You have a volleyball without defects. You poke a hole in it. How many holes does it have in it? (excluding the fill valve - assume there is no fill valve)
#math #topology #words #definitions #holes #context #arbitrary
I posted this in response to this thread:
https://qoto.org/@freemo/107295982688801818
The question conflates terminology between common usage and terms used in a specific branch of mathematics.
@Pat Well its not as conflated as you thin, at least not in my opinon.
If I were to "poke a hole" in a volley ball I'd have to take a long sharp stick and poke **all the way** through, in one end, out the other. This would create one hole. If you use my earlier explanation of flattening it to a disc this would be consistent with that.
If you only cut a single **opening** in it without poking a hole all the way through then you didnt create a hole at all, simple turned a sphere into a bowl or cup. Does a bowl have a hole in it? Does a cup? Most would say no. To take the analogy further I think we all agree simply scooping out a dent in something (effectively what making one opening in a hollow sphere is) isnt a hole. However if you poke all the way through a sphere you get the equivelant of a doughnut, now we would all agree there is a hole.
So in laymans terms, if you have a volleyball it has no holes. You cut an opening in it you turned a volllyball into a cup/bowl it still has no holes. You cut a **Second** opening into it, now you you have a hole.
@freemo look up the definition of the word literally anywhere... the cup does not have a hole because the hole defines the cup, so when you speak of the hole in a cup, ones imagines another hole that is not supposed to be there. If a cup was convex it wouldn't be a cup and you'd have to hallow it out to make it into a cup. And no most normal people would no think it necessary to go all the way through the ball and out, unless they have an itch to shoot it, or a desperation to prove themselves right.

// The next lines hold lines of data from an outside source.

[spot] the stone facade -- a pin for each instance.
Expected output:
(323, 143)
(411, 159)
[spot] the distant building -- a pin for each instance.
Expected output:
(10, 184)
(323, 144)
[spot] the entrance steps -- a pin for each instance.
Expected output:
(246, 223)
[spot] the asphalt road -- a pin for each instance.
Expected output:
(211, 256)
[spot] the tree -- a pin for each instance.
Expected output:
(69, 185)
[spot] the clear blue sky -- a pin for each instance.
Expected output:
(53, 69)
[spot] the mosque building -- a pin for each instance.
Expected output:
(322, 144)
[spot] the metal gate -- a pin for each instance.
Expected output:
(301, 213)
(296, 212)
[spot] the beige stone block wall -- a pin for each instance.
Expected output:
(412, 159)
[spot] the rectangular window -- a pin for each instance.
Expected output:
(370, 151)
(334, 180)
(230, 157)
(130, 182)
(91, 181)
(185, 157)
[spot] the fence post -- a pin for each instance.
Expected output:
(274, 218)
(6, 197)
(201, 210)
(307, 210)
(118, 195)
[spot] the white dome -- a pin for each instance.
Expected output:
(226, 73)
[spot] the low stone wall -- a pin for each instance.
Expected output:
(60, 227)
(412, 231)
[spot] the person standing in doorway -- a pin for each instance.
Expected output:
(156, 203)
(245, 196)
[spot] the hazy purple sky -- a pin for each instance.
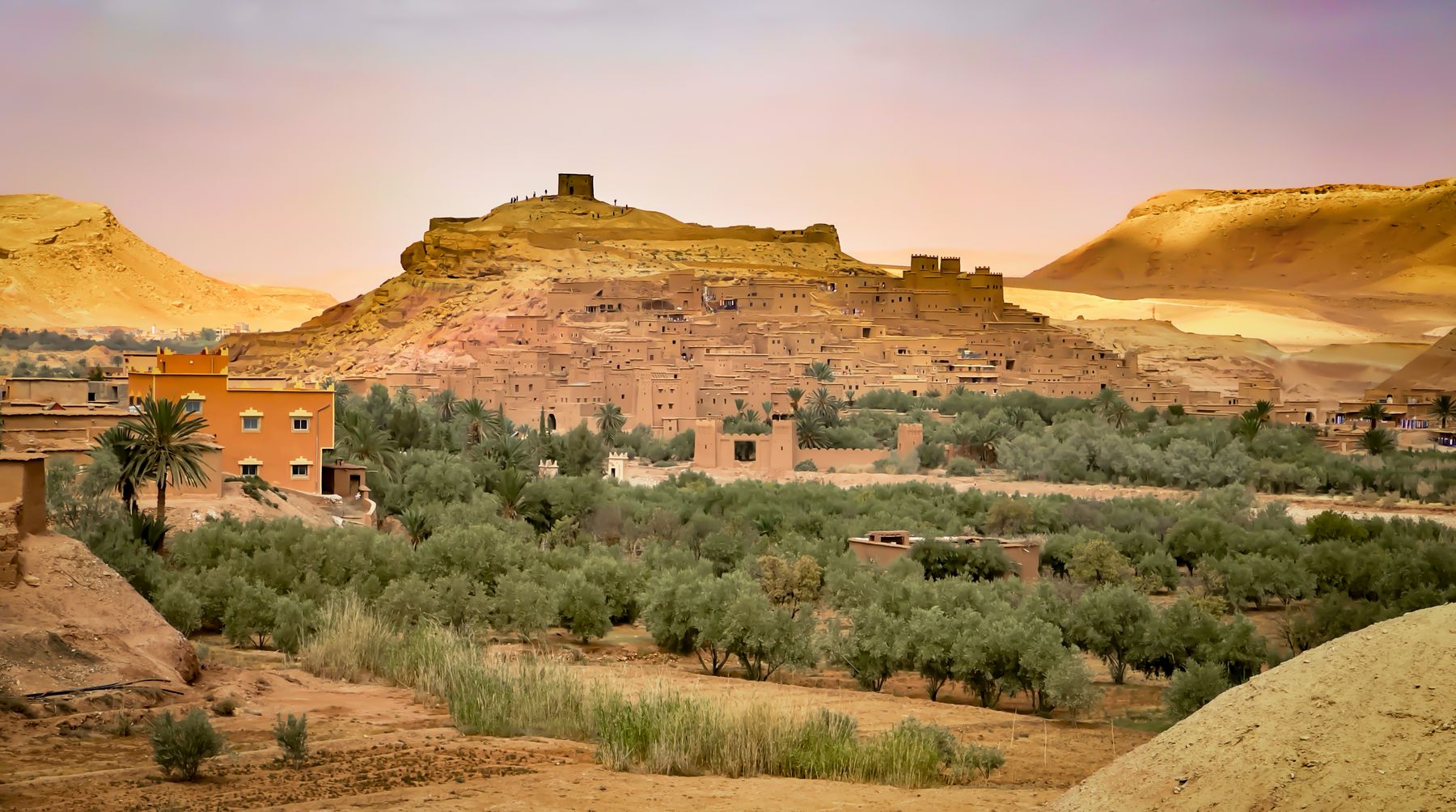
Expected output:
(309, 143)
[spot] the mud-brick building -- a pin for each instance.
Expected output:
(264, 427)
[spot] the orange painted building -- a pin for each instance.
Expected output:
(265, 427)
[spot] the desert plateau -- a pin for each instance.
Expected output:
(497, 406)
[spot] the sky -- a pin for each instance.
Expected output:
(307, 143)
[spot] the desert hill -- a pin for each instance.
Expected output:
(1363, 722)
(468, 273)
(1376, 258)
(67, 264)
(73, 622)
(1434, 369)
(1335, 371)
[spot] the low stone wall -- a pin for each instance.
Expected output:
(826, 459)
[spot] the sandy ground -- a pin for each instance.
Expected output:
(1363, 722)
(379, 748)
(1299, 507)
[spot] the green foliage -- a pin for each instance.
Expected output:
(181, 609)
(1191, 688)
(960, 466)
(582, 607)
(871, 645)
(249, 615)
(1111, 622)
(181, 746)
(1098, 562)
(293, 738)
(931, 455)
(524, 604)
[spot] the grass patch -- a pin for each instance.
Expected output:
(655, 731)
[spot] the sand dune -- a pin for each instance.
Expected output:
(1379, 260)
(67, 264)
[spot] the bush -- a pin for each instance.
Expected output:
(1193, 687)
(931, 455)
(180, 746)
(181, 609)
(960, 466)
(293, 738)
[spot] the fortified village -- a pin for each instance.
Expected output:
(679, 324)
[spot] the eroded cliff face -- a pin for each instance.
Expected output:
(468, 274)
(1354, 253)
(67, 264)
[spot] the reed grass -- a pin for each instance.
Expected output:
(654, 731)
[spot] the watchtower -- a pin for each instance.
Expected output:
(924, 264)
(574, 185)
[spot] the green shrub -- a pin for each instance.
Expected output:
(960, 466)
(180, 746)
(181, 609)
(931, 455)
(293, 738)
(1193, 687)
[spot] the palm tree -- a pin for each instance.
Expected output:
(810, 428)
(1119, 413)
(510, 489)
(167, 447)
(1373, 412)
(1246, 427)
(824, 405)
(480, 421)
(120, 442)
(820, 371)
(1104, 400)
(1263, 411)
(611, 421)
(1445, 408)
(509, 451)
(447, 402)
(1378, 442)
(795, 393)
(360, 440)
(417, 524)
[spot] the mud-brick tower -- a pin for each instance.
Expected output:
(574, 185)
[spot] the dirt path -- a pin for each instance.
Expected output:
(1301, 507)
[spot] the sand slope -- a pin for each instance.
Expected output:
(67, 264)
(1363, 722)
(1379, 258)
(1436, 367)
(82, 624)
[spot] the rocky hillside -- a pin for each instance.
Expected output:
(1382, 256)
(469, 271)
(1363, 722)
(67, 264)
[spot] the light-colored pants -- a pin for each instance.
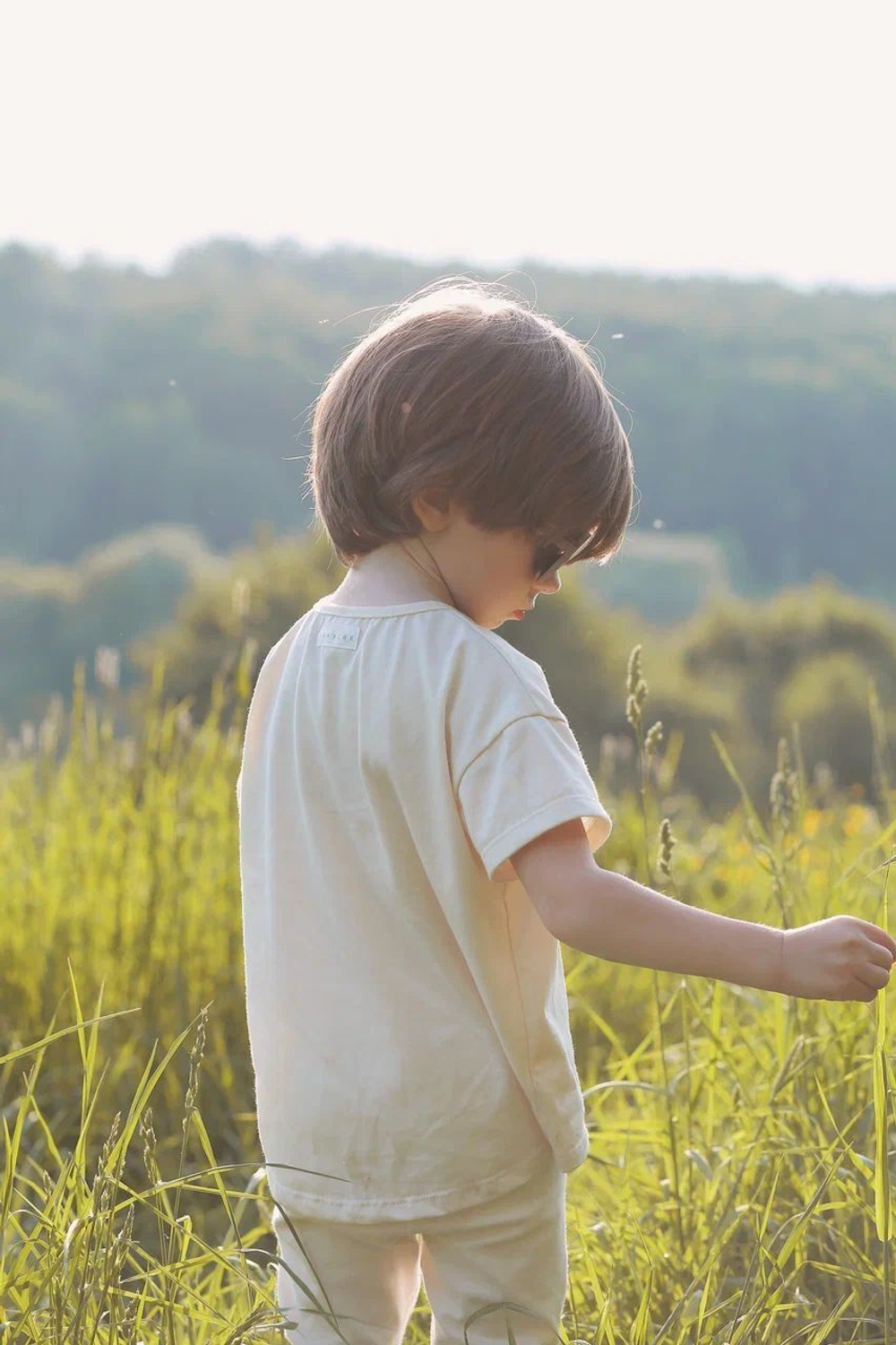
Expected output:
(507, 1250)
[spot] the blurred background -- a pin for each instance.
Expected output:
(204, 210)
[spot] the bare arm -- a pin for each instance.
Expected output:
(615, 918)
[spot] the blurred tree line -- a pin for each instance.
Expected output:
(815, 657)
(758, 416)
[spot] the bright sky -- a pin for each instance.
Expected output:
(697, 136)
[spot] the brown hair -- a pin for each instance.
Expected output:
(477, 396)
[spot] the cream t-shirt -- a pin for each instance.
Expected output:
(407, 1006)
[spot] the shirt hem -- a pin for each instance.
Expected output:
(375, 1208)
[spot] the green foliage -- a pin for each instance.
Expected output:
(51, 615)
(737, 1185)
(758, 415)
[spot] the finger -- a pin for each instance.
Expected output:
(882, 939)
(880, 955)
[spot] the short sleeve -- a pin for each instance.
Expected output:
(529, 779)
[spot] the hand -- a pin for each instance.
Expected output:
(840, 958)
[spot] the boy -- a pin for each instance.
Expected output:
(418, 830)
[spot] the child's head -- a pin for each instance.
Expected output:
(467, 418)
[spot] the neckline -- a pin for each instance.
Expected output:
(323, 604)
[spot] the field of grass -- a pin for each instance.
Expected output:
(737, 1184)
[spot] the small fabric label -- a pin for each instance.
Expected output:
(340, 634)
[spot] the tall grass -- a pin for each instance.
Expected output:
(737, 1184)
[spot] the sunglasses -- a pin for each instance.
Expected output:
(547, 557)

As for your comment about "literally" looking up the definition of a hole anywhere. Here is the formal definition of a hole that aligns with the normal use of a hole (the only definition we can apply rigerously). I just looked it up "literally anywhere":
The genus of a connected, orientable surface is an integer representing the maximum number of cuttings along non-intersecting closed simple curves without rendering the resultant manifold disconnected.[5] In layman's terms, it is the number of "holes" an object has ("holes" interpreted in the sense of doughnut holes; a hollow sphere would be considered as having zero holes in this sense). A doughnut, or torus, has 1 such hole. A sphere has 0.